コナンくんは私に恨みでもあるのだろうか。「コナンくん!?またイケメン連れてきたの!?何で!?」と目を見開いた私に向かって「だってお姉さんに会いたいって言うから…」とコナンくんがわざとらしくしょんぼりする。
私はその顔に騙されたりしないからな、と強い気持ちで「断ってよ!!!」と抗議の声を上げれば、私を物珍しそうな目で見ていた褐色肌のイケメンが「こないに嫌がるっちゅーことは……俺もイケメンってことか!?」と嬉しそうな声を上げた。
「関西弁とか言うバフ付き!?もう無理!!」と両手で顔を覆って泣いてしまった。顔良し、声良し、個性良し。もう役満。露骨に泣きだした私に「お姉さん、男の人が怖いとかじゃないんだよね?」とコナンくんが様子を窺ってくる。
「男の人じゃなくてイケメンが嫌なの!!なんで……なんでコナンくんの周りはイケメンしかいないの……もう死ぬ……むり……」と頭を抱えてしまう。「ゼロか百しか無いんか」「極限だよね」と呆れた顔で私を見てくる二人をキッと睨み付ける。
「こっち見ないで!!もうやだぁ……森の奥とか海の底とかで暮らそうかな……」と遠い目で人里から離れて穏やかに暮らせる場所を想像していれば「えっ人間辞めるん?」と褐色肌のイケメンが首を傾げる。

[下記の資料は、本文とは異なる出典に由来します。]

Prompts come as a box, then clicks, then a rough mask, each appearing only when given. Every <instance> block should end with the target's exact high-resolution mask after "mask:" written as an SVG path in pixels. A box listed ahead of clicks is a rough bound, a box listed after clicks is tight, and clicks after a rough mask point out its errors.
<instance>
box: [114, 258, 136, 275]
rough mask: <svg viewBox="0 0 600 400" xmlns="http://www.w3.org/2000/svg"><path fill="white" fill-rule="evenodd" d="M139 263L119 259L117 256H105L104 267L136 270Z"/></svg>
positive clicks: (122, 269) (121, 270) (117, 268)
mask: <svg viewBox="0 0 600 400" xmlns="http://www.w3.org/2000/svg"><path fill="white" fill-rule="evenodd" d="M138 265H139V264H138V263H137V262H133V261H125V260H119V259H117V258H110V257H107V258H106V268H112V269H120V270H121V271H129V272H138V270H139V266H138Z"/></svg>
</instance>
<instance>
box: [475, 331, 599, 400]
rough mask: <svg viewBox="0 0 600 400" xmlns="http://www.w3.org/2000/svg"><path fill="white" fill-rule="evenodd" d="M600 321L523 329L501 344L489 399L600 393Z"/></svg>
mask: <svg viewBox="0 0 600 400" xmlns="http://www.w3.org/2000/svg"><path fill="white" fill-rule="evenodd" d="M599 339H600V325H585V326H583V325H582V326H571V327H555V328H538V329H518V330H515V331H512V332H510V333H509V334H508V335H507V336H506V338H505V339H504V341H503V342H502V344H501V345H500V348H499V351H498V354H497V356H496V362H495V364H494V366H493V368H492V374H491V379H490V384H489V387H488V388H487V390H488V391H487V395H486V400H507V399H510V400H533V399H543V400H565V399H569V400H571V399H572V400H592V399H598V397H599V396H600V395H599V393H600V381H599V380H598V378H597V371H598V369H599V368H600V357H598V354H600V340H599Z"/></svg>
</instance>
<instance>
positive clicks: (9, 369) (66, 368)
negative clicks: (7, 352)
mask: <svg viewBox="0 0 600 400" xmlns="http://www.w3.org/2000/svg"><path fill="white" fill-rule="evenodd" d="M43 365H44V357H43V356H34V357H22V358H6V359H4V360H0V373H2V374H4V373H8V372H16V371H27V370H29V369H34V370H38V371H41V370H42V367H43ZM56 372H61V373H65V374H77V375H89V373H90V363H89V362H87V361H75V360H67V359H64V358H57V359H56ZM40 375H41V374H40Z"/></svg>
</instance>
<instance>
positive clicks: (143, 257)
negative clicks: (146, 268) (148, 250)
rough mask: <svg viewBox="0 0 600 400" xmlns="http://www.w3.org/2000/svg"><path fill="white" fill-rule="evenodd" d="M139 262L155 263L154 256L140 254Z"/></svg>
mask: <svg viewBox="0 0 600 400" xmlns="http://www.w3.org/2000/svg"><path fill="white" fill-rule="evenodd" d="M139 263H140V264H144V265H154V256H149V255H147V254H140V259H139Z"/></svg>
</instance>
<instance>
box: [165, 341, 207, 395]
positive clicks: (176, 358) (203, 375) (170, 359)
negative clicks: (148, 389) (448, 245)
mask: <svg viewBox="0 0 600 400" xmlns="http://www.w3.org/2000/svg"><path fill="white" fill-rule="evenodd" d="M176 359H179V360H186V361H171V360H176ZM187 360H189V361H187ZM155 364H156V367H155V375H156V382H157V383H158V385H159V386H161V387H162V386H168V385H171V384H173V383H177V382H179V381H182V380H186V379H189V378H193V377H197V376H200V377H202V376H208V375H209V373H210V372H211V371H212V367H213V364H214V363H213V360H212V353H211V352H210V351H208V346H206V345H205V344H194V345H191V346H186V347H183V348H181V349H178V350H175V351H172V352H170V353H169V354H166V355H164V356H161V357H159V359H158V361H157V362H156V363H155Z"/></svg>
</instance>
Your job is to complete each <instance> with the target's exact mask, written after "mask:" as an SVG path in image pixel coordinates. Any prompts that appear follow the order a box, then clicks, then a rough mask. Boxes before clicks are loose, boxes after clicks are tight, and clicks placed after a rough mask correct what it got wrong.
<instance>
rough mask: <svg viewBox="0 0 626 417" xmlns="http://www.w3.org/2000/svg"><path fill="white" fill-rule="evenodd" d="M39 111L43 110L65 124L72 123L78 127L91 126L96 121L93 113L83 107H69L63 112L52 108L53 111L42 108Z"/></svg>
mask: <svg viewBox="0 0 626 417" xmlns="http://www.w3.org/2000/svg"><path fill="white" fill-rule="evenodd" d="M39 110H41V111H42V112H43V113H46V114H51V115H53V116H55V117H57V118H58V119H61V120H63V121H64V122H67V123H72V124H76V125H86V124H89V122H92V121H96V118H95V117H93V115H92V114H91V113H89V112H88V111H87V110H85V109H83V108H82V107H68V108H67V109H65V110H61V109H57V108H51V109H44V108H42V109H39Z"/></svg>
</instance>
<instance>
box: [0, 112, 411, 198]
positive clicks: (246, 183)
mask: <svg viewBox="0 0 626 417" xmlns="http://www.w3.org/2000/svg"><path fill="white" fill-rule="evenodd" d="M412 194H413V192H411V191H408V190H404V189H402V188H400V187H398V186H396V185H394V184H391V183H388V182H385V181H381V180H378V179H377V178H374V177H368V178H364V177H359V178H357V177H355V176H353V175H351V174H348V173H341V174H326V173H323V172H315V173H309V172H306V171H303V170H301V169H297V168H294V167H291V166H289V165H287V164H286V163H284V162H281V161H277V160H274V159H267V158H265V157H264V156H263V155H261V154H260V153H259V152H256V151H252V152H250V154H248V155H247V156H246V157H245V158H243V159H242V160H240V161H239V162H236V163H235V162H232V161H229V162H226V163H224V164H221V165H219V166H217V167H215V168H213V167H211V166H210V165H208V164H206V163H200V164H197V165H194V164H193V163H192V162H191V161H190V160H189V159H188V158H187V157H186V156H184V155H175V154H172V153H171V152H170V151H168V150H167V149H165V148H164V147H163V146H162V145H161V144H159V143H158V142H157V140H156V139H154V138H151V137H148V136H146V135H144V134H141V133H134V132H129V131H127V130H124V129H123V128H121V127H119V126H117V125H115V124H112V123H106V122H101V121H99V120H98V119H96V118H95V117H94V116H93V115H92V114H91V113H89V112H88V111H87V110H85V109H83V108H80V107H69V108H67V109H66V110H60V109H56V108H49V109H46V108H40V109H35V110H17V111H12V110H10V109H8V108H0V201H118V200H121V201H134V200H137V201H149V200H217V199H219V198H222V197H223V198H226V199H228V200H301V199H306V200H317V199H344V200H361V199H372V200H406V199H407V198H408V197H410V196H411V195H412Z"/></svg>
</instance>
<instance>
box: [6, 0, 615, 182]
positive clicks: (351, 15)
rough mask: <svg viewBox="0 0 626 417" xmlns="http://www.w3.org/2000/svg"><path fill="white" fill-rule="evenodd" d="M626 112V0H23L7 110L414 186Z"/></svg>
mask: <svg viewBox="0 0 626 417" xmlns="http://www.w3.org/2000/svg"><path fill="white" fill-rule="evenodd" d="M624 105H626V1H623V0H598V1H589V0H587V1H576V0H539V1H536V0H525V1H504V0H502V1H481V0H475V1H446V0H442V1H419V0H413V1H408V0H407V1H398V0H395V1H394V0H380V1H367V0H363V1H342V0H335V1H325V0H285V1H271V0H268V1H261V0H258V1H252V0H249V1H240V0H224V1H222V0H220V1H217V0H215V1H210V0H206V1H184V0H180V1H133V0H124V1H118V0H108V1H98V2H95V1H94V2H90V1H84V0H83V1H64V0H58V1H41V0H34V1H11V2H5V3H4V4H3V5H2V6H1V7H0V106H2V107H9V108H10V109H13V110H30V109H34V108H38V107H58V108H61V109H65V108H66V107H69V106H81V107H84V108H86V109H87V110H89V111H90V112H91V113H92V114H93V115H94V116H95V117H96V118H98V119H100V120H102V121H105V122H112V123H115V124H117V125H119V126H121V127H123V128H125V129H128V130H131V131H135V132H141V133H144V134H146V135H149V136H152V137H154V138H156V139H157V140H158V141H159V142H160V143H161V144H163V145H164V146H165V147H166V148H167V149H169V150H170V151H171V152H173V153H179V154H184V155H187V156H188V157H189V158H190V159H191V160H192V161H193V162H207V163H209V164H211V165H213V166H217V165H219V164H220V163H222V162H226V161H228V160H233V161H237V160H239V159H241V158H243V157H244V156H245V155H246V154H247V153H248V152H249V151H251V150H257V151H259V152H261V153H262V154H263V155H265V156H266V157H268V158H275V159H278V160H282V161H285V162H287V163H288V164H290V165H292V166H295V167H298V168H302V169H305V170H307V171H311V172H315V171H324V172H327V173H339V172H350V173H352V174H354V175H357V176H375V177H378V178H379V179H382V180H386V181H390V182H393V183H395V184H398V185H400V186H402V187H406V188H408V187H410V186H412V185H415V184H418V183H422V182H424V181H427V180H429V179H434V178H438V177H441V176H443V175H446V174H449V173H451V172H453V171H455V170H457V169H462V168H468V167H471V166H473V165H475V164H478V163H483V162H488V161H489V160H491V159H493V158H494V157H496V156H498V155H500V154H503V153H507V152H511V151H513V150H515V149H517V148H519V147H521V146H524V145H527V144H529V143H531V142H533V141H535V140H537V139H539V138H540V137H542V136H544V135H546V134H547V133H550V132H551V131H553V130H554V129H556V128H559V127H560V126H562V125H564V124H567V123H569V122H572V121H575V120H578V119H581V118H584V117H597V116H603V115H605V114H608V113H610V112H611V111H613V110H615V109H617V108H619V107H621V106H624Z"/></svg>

イケメンと関りが絶てるなら人間の一つや二つや三つ。「辞めれるなら辞めたいよ!!」と真面目な顔で言い切った私に「辞めれないよ。何言ってるの」とコナンくんが見たことが無いくらいの冷たい目を向けてくる。
その表情に益々涙が溢れてくる。「そんなに冷たいリアクションするくらいなら放っておいてよ!!なんで構うの!!」と身近に集まってくるイケメンを思い浮かべて身震いをした私に「えっ面白いから…?」とコナンくんが言う。
そんな地獄みたいな理由で私の精神はすり減っているのか。「コナンくんの鬼!!」とコナンくんを指差せば「まあ、これはおもろいやろなぁ。ちょっかいかけたくなるわ」と褐色肌のイケメンがうんうん、と頷く。
思わず「何でだよ!!」と突っ込んだ私に「そこはなんでやねんって言うとこやん」とケラケラ笑った褐色肌のイケメンに「なんっっでやねん!!!」と渾身のツッコミをする。何度も言ってますけど私が何をしたと言うのですか。